You will say there is no evidence of irreligion here, and there is not. But listen to this a few pages later: —


Our Lady reveals herself here as a Virgin unconstrained, benign towards all comers. She has not the slightly disdainful pout of Our Lady of Victories, that queen, and the customary service of her temples, the subalterns disguised as beadles and functionaries in chains of office, are lacking in her little church in the rue de Sèvres. She is a sister of the Black Virgins of Moulins, of Dijon, of Bourg, of Liesse, of Rocamadour, and of Chartres, and it would seem that the Virgins of this colour, who are the ancestors of our white Madonnas, are grandmothers rather than mothers to us; we count on their faculty for spoiling us, and on the weakness of their good nature; we feel that they are more indulgent, readier to pardon, and we would sooner recount our iniquities to them than to the Mother who would grumble a little, and to the Father who might be angry.

Then, before our Lady of Deliverance, we somehow fancy that we must try to become children again and to pray more with the beads than with the lips.

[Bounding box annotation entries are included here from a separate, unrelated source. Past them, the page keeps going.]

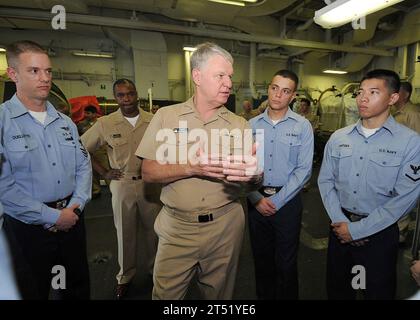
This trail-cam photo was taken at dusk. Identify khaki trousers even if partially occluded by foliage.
[109,179,162,284]
[152,202,245,300]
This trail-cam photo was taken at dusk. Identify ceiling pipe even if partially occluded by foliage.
[0,8,394,57]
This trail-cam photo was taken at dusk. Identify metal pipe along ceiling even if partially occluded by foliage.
[0,8,394,57]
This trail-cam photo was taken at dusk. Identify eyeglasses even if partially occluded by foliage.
[115,91,137,99]
[268,84,293,95]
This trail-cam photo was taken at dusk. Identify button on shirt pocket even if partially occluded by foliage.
[331,148,353,182]
[280,136,302,166]
[367,153,402,197]
[108,134,129,168]
[56,126,76,172]
[6,138,38,169]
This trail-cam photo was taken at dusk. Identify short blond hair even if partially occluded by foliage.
[190,42,233,70]
[6,40,47,68]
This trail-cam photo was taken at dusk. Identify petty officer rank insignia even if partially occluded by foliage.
[79,139,88,158]
[174,128,188,133]
[405,164,420,182]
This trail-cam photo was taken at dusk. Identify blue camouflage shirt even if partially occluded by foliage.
[0,94,92,225]
[318,116,420,240]
[248,108,314,210]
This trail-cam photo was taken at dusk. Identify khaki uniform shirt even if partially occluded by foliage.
[136,98,252,212]
[239,109,260,121]
[393,102,420,134]
[82,108,153,178]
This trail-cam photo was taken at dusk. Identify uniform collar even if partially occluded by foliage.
[10,93,60,123]
[180,96,231,123]
[258,106,299,125]
[346,115,399,135]
[115,107,144,122]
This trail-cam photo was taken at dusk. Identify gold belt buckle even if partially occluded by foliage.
[56,199,67,210]
[263,187,276,196]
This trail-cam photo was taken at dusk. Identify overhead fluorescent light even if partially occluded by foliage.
[208,0,245,7]
[314,0,404,29]
[322,69,347,74]
[182,46,197,52]
[71,50,114,59]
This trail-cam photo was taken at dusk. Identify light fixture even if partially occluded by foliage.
[322,69,347,74]
[182,46,197,52]
[71,50,114,59]
[208,0,245,7]
[314,0,404,29]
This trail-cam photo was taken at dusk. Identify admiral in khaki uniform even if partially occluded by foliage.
[82,79,161,298]
[136,43,260,299]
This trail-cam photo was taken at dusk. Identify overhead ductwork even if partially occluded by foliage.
[375,8,420,48]
[0,8,393,56]
[0,0,89,14]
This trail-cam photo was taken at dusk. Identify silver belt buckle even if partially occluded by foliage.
[56,199,67,210]
[263,187,276,196]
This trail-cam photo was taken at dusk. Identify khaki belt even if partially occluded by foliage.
[341,208,367,222]
[44,194,73,210]
[258,186,283,197]
[163,202,241,223]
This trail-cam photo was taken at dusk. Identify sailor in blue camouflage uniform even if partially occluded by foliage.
[248,70,314,300]
[0,41,92,299]
[318,69,420,299]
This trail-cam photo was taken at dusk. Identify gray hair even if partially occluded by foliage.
[190,42,233,70]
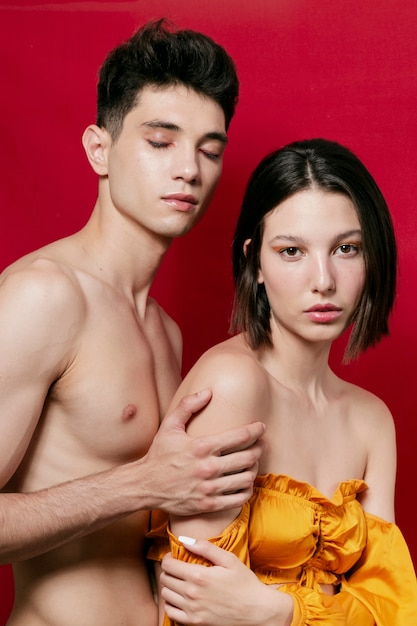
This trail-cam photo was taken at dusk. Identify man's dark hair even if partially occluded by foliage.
[231,139,397,362]
[97,19,239,140]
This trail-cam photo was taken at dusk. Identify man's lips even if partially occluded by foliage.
[162,193,198,213]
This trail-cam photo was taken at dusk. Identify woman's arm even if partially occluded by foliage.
[166,342,268,538]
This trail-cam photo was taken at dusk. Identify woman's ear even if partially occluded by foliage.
[82,124,111,176]
[243,239,264,284]
[243,239,252,256]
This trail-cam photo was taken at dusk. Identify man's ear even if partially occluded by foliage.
[82,124,111,176]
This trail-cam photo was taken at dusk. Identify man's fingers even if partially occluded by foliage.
[195,422,265,458]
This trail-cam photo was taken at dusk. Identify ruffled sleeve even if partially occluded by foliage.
[342,514,417,626]
[280,515,417,626]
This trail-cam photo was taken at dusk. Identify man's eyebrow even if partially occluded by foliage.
[141,120,180,133]
[141,120,228,145]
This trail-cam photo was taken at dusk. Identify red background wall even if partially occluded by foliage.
[0,0,417,624]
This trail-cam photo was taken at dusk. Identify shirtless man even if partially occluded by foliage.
[0,22,263,626]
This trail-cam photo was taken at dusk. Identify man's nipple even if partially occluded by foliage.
[122,404,138,422]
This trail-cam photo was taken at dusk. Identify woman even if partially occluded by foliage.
[150,139,417,626]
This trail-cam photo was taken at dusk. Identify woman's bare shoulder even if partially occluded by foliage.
[179,335,269,427]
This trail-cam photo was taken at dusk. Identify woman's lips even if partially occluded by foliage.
[305,304,342,324]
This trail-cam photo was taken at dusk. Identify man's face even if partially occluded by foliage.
[103,86,227,239]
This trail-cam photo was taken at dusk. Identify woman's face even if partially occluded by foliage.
[258,189,365,342]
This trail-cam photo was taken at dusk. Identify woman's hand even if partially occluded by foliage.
[161,539,293,626]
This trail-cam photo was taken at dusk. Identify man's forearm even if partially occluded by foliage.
[0,462,141,563]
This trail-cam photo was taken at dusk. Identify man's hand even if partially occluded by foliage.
[160,539,293,626]
[144,390,265,515]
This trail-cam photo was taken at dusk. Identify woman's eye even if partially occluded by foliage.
[201,150,221,161]
[280,246,300,257]
[148,139,169,148]
[336,243,360,256]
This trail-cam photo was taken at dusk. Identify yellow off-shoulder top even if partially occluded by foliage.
[149,474,417,626]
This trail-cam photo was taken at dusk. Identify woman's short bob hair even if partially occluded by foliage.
[231,139,397,362]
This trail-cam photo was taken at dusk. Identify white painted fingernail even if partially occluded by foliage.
[178,535,195,546]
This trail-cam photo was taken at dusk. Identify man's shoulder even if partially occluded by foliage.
[0,241,84,322]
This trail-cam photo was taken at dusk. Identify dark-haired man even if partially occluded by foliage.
[0,22,263,626]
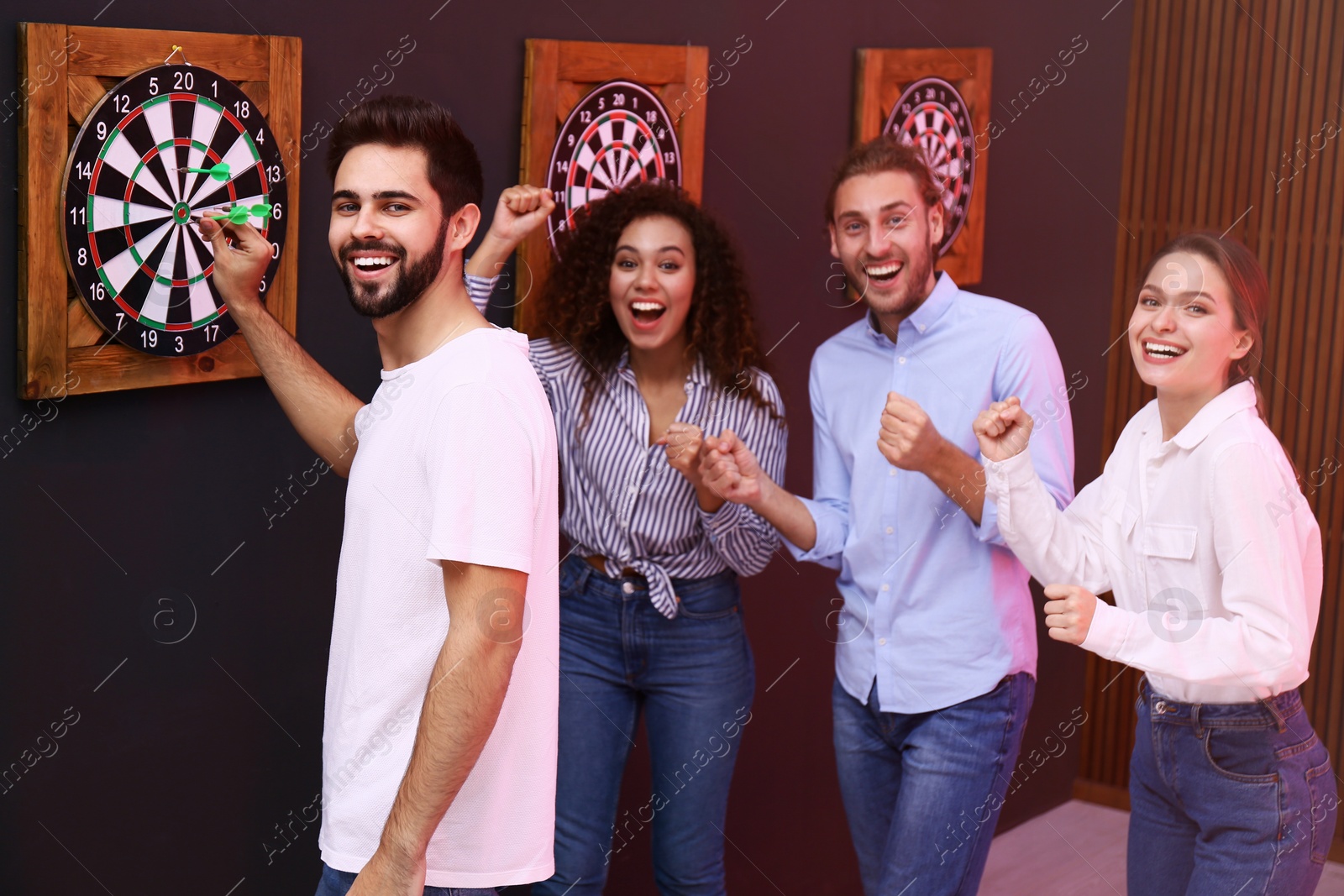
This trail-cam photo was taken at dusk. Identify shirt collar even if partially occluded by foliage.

She is so rustic, so often besought by candid women, that she has grown used to naïve prayers and simple supplications.


Can it seriously be denied that this is the apeing of the naiveté of the nuns of the early Church by a prodigiously clever man who, as an artist, has been captured by the wayward and infantile grace of those antique attitudes of the devotional mind. The Roman Catholic Church may not perceive, or may pretend not to perceive, the essential blasphemy (blasphemy from the prelatical point of view) of this passage, considered as the production of a man of subtle intelligence; but it is there plainly enough. No one but a born artist, acutely sympathetic to foreign emotions, could have written it. And we cannot think that any genuine believer in the sanctions of that Church would have dared so enchantingly and with such delicate wit to smile at the transcendental aspect of prayer. We shall not pursue the question further, but we may say that De Tout is studded with passages similar in spirit to the one we have quoted.

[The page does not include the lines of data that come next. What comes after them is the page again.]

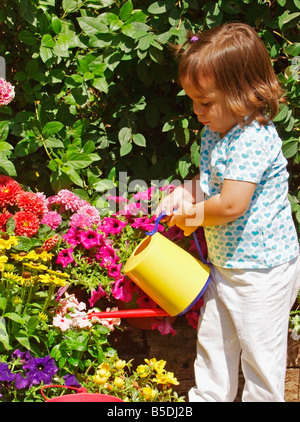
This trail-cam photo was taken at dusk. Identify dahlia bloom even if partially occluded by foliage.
[0,78,15,106]
[13,211,40,237]
[17,192,44,218]
[56,248,74,268]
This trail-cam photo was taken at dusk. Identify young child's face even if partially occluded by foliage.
[181,78,237,137]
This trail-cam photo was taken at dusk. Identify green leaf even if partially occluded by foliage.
[45,137,64,148]
[66,151,93,170]
[148,0,174,15]
[18,29,37,45]
[118,127,131,146]
[42,34,55,48]
[282,138,300,158]
[273,104,289,122]
[42,122,64,138]
[132,133,146,147]
[119,0,133,21]
[120,142,132,157]
[77,16,108,36]
[3,312,26,324]
[92,78,108,94]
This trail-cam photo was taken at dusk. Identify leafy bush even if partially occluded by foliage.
[0,0,300,231]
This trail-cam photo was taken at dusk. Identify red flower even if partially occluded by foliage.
[0,211,11,232]
[0,175,22,207]
[13,211,40,237]
[18,192,44,218]
[42,234,59,252]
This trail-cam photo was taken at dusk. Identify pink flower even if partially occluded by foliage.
[53,314,72,331]
[88,308,121,331]
[62,227,81,246]
[107,264,123,280]
[121,202,147,215]
[99,217,127,236]
[79,230,103,249]
[132,186,155,201]
[0,78,15,106]
[96,244,120,268]
[111,275,135,303]
[41,211,62,230]
[70,210,94,229]
[56,189,89,212]
[107,195,128,204]
[56,248,74,268]
[89,285,106,307]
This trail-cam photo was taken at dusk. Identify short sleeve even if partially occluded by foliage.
[224,136,271,183]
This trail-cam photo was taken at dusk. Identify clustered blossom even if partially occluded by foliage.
[0,349,58,390]
[0,78,15,106]
[0,175,45,237]
[53,293,121,331]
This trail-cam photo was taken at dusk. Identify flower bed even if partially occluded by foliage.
[0,176,206,401]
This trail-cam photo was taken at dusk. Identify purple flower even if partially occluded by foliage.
[0,362,15,382]
[64,375,81,388]
[23,356,58,388]
[56,248,74,268]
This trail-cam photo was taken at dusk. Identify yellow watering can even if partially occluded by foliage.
[124,213,210,316]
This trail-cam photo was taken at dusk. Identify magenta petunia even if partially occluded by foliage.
[56,248,74,268]
[41,211,62,230]
[99,217,127,236]
[79,230,103,249]
[89,285,106,307]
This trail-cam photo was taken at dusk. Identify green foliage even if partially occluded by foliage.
[0,0,300,231]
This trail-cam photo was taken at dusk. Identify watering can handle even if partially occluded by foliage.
[146,210,211,266]
[41,384,87,400]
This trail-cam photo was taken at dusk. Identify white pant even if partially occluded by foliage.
[189,256,300,402]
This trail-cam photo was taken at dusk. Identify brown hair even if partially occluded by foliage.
[177,23,283,126]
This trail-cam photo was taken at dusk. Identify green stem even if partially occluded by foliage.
[42,284,55,313]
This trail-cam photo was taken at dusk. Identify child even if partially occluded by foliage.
[156,23,300,402]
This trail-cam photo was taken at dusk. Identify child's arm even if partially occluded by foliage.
[155,174,204,220]
[168,180,256,236]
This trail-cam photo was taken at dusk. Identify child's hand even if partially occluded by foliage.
[167,201,199,236]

As a literary performance the book is simply beautiful from beginning to end. No one has written better about Bruges than M. Huysmans does here. And certainly no one has shown a more penetrating insight into the true inwardness of cafés than he shows in the essay Les Habitues de Café. You would think that the painter of Chartres Cathedral could never have left the inner boulevards. His description of the aloof, old-fashioned, sedate, and semi-clerical house of refreshment in the rue des Saints-Pères is as good as anything in the volume: — >

At the first glance this café does not seem different from the good old clubs of the provinces, but its clientèle, which is oldish and quaint, and which includes neither the gossip nor the shabby idler of the country, has affected its physiognomy and marked with a particular stamp the senility of its rooms.

Abolished manners survive there; hoary-headed waiters, who have grown grey in harness, serve in silence, express gratitude for their tips, assist you with your overcoat, precede you when you leave, open and close the door, and thank you for having come. Do not these customs seem strange in a period when the waiters of cafés either do not answer your call or hurl Boum at you, juggle with decanters and cups, cut capers with plates and glasses, and fly when you demand a newspaper?


But we have already remarked that M. Huysmans is untranslatable. He is, however, richly worth translating.